There are some who claim that communities like Lakewood are insular, judgmental, close-minded, etc. Perhaps I am not looking for such negativity so I am not finding it. But I must say that the warmth and kindness from everyone I met was just amazing. It is obvious to anyone there that I am an outsider who does things differently. I was greeted much more warmly than I have been in some other places. (As I always have been whenever in Lakewood.) By being there, I could ask questions, as so many people ask me, about why things are done the way they are. And as with so many other things in the Torah, the answers are often simple and beautiful, just with a perspective I didn’t previously have.
The informal and extensive hospitality is one of the many things I miss about Israel. I was recently told that travelling to another’s home routinely means bringing one’s own linens. I bet that helps a lot.

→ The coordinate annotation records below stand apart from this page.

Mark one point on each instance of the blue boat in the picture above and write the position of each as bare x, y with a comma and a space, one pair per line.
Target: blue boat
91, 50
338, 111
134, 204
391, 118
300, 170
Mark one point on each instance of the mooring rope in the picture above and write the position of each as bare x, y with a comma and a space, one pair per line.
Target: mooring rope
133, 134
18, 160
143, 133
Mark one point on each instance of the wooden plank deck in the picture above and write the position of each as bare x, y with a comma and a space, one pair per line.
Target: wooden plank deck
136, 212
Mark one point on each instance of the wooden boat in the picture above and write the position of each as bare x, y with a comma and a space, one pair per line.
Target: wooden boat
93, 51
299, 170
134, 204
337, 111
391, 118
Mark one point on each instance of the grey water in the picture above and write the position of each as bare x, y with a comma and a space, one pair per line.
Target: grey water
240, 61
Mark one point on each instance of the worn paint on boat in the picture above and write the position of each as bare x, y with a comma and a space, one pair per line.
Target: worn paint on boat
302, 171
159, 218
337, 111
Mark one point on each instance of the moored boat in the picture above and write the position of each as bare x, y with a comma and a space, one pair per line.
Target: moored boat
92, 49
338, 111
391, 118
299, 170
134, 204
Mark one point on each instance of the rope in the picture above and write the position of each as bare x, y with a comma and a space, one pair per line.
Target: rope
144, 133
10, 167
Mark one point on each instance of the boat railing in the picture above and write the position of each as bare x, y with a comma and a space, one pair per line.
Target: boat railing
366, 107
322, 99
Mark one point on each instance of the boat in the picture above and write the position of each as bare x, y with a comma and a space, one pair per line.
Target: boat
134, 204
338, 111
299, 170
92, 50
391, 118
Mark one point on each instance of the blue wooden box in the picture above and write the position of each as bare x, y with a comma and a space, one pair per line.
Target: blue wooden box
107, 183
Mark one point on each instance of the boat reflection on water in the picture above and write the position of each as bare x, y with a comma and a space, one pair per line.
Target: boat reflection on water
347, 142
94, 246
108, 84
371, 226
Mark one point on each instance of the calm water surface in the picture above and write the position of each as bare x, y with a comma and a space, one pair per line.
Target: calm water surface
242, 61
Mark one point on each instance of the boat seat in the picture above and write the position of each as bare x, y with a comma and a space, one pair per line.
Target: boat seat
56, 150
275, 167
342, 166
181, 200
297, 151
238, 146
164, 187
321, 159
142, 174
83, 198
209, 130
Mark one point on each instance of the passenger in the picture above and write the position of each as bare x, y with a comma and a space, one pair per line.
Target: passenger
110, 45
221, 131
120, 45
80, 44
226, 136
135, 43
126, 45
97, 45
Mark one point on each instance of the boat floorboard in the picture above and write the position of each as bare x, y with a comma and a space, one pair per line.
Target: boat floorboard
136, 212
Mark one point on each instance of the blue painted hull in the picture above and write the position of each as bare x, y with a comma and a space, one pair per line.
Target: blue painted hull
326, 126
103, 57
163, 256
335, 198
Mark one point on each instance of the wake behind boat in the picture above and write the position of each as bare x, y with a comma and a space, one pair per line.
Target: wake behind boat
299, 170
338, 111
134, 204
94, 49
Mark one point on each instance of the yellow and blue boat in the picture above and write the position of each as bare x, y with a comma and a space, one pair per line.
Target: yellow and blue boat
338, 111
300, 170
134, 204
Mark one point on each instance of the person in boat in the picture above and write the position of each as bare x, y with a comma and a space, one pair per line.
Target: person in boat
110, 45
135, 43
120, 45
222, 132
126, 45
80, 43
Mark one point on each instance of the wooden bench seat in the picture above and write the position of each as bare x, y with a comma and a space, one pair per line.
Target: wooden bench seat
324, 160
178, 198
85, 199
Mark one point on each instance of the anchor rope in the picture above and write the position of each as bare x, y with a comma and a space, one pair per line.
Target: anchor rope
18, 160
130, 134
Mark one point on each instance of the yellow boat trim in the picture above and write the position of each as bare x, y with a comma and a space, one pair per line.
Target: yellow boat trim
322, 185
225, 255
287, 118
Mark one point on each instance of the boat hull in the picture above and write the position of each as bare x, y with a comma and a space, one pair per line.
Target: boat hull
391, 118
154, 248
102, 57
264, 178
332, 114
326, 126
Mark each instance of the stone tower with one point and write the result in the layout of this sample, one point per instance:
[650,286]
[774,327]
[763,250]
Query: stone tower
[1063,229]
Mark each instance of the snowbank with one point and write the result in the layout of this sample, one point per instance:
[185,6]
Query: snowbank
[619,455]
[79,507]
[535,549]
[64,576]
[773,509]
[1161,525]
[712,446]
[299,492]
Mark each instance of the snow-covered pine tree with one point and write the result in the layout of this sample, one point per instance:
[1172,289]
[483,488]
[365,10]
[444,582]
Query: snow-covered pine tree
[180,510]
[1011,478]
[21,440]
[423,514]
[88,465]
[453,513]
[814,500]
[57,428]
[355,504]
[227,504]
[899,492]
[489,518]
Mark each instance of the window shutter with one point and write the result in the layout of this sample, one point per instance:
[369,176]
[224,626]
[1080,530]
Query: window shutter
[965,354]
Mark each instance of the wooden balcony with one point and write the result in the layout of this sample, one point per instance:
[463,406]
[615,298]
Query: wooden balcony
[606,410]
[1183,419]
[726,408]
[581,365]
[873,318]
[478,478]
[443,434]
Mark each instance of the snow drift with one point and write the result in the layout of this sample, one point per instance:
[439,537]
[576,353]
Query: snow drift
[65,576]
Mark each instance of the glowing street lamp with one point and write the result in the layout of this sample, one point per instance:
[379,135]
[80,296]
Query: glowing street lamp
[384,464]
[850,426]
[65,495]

I also enjoy being a host(ess) for many of the same reasons. I love hearing a different person’s story, their point of view, their Jewish journey. (I think this particular part I owe to many meals at Alan and Bonnie Cohen’s home opposite the Old City of Jerusalem. One of the many things I owe them…) I like the new “flavors” that different people bring to our meals. It isn’t always easy to be the host, especially if you feel compelled to make a certain kind of impression. (Of course I have never felt that way.) It is often easier to keep things routine, just family; simple. I have never been known for preferring easier for its own sake.
It isn’t always easy to invite a whole family into your home, especially overnight. Nor is it ever easy, I think, to travel somewhere with six of your own. But the experience was so very worth it, and I feel invigorated not only by the rest of letting someone else “make shabbos”, but by the fresh perspective and the watching and listening.
….. I will just have to hope that someone else, at some point in time, is crazy enough to once again invite all of us to be guests.